Zale Corp. has named Richard C. Breeden and James M. Cotter to its board. Breeden, former chairman of the Securities and Exchange Commission, is the CEO of Breeden Partners. His appointment to the board comes after Breeden Partners acquired a stake in the company. Cotter is a founding partner of Breeden Capital Management and senior managing director of Richard C. Breeden & Co.

 

The Home Depot named Michaels Stores CEO Brian C. Cornell to its board.

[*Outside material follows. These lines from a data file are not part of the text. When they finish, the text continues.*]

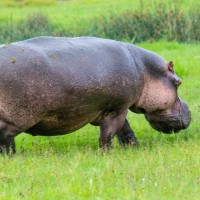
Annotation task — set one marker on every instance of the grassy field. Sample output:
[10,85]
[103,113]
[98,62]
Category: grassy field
[72,166]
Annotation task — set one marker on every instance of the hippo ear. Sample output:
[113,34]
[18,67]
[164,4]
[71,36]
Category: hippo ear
[171,66]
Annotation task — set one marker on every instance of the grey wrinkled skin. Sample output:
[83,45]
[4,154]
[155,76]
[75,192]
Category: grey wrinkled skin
[54,86]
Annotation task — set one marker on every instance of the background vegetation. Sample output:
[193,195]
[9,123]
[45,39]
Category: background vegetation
[72,166]
[137,22]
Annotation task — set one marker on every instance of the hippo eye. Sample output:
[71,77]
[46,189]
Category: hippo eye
[171,66]
[177,80]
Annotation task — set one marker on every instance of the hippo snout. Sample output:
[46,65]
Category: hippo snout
[172,120]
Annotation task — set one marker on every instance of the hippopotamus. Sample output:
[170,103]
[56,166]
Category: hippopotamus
[55,85]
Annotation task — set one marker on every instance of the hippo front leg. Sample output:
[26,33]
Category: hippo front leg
[8,146]
[126,136]
[110,126]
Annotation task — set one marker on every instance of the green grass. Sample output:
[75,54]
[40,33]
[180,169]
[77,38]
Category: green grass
[71,13]
[72,166]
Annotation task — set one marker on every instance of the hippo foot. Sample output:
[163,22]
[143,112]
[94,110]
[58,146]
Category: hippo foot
[127,139]
[8,148]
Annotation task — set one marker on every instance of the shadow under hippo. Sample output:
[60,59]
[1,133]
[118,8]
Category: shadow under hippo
[54,86]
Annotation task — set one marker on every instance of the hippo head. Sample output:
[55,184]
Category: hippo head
[160,103]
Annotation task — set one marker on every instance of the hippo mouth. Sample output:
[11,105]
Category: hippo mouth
[176,119]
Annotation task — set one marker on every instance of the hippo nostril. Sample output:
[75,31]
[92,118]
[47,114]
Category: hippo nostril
[179,81]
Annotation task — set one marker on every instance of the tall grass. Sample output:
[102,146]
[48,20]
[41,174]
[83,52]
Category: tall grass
[162,22]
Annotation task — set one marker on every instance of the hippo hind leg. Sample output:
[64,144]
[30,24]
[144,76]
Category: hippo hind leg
[7,142]
[110,125]
[126,135]
[8,146]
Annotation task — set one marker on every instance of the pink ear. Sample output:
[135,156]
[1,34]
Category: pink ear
[170,66]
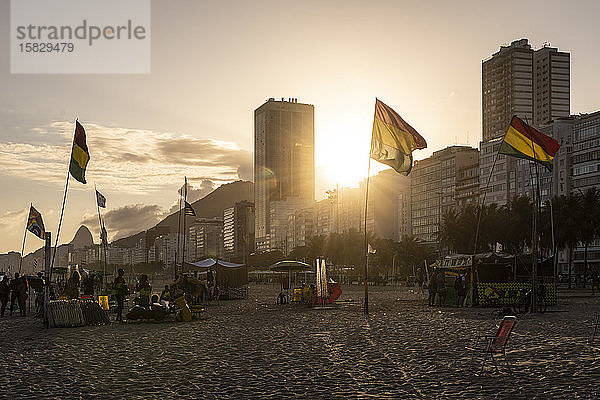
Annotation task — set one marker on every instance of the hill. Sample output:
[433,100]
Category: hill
[211,205]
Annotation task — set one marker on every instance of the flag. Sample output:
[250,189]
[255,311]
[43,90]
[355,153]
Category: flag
[104,236]
[524,141]
[79,154]
[189,210]
[35,224]
[100,199]
[371,249]
[393,140]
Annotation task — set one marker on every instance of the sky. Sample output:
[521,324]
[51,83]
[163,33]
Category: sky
[213,63]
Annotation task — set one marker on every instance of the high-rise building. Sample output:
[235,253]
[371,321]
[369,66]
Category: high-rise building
[205,239]
[284,137]
[382,209]
[434,186]
[532,84]
[238,231]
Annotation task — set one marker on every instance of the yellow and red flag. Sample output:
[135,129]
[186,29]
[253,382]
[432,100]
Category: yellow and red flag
[35,224]
[524,141]
[394,140]
[79,154]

He has also served as chief marketing officer of Safeway, and prior to that was president of Pepsi-Cola North America’s food-services division.

 

Anne Sheehan has joined the board of the California Public Employees’ Retirement System as the designated representative of the State Personnel Board of which she has been a member since 2003. Sheehan has also served as the chief deputy director for policy of the California Department of Finance.

 

Exxon Mobil named Larry R. Faulkner, president of Houston Endowment and president emeritus of the University of Texas at Austin, to its board. Faulkner is a member of the American Academy of Arts and Sciences and serves as chair of the National Mathematics Advisory Panel by designation of the President and Secretary of Education. He also serves on the boards of Temple-Inland and Guaranty Financial Group.

 

Overstock.com named James V. Joyce to its board for a term ending in 2010. As CEO of Icent, Joyce has provided organizational consulting services to the company since 2005, and has also worked for Bain Consulting.

 

Nancy L. Buc, a partner in the law firm of Buc & Beardsley, was named chair of the Food and Drug Law Institute’s board. Previously, she served as general counsel for the Food and Drug Administration, and was an attorney- adviser to the chairman of the Federal Trade Commission. Seven other board members were also appointed, including William B. Schultz, a partner with Zuckerman Spaeder, who was named vice chair, and Linda Suydam, president and CEO of Consumer Healthcare Products Association, who was named treasurer.

 

Sanmina-SCI named John P. Goldsberry to its board and as chairman of the audit committee. Goldsberry is CFO of Gateway.